Local CompaniesTotal Companies
October4,3664,368
November4,1204,123
December4,7874,787
Total​43,976​43,9​96
11 more rows

What type of business needs to be registered? ›

LLCs, Corporations, LPs, LLPs, or GPs operating in California need to register and form their legal entity with the California Secretary of State's Office, file appropriate taxes, register as an employer, and obtain business licenses and other permits from appropriate cities or counties.

How many types of entities are there? ›

Most business owners will choose from the six most common options: sole proprietorship, general partnership, limited partnership, LLC, C corporation or S corporation. Below, we've explained each of these popular business entity types, as well as the pros and cons of choosing each particular structure for your company.

What is registered company in Malaysia? ›

A Malaysian company is a company that has been legally registered in Malaysia. Most companies in Malaysia are private limited companies. Any company that is incorporated in Malaysia will be subject to the Companies Act 2016 and be regulated by the Companies Commission of Malaysia (SSM).

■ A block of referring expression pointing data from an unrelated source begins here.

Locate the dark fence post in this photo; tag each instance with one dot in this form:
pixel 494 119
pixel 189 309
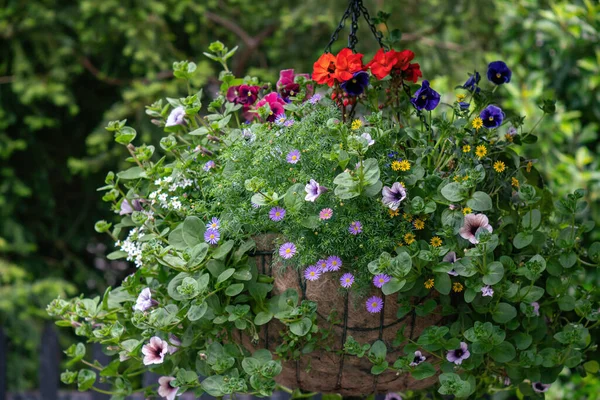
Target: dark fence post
pixel 49 363
pixel 3 364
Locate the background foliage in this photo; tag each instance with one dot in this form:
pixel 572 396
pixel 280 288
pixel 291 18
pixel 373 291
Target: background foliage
pixel 66 68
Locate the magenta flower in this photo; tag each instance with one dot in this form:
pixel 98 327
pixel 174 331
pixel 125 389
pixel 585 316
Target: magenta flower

How do I list a company in Malaysia? ›

A company to be listed on the Main Board has to meet either the profit test or the market capitalisation test below. least RM20 million; • After-tax profit of at least RM6 million for the most recent FY; and • Have been operating in the same core business over at least the profit track record years prior to submission.

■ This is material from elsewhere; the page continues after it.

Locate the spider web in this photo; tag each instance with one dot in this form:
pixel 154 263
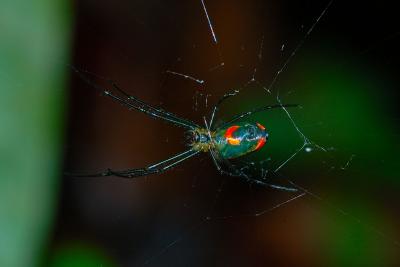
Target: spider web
pixel 300 150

What are the 4 business entities? ›

The most common forms of business are the sole proprietorship, partnership, corporation, and S corporation. A Limited Liability Company (LLC) is a business structure allowed by state statute. Legal and tax considerations enter into selecting a business structure.

What is the LLC equivalent in Malaysia? ›

The Malaysian company limited by shares may take two main forms: the public limited company (Berhad) and the private limited company (Sendirian Berhad).

What is the difference between enterprise and SDN BHD in Malaysia? ›

Sdn Bhd companies can have as many as 50 shareholders and be managed by these shareholders. On the other hand, Enterprises can be constituted of a maximum of 20 partners or a sole owner.

What are the three common legal form of business venture in Malaysia? ›

What are the 3 common types of business set up in Malaysia?
  • A) Sole Proprietorship / Partnership.
  • B) Private Limited Company (Sdn. Bhd.)
  • C) Limited Liability Partnership (LLP)
  • In a Nutshell.

What are the most common business entities? ›

The most common forms of business are the sole proprietorship, partnership, corporation, and S corporation. A Limited Liability Company (LLC) is a business structure allowed by state statute. Legal and tax considerations enter into selecting a business structure.

How many legal systems are there in Malaysia? ›

Malaysia maintains two parallel justice systems: the Syariah Court System in each of the thirteen states, and the Civil Court System for the whole Federation. There are also two separate High Courts - one for the Peninsula and one for the Borneo states of Sabah and Sarawak.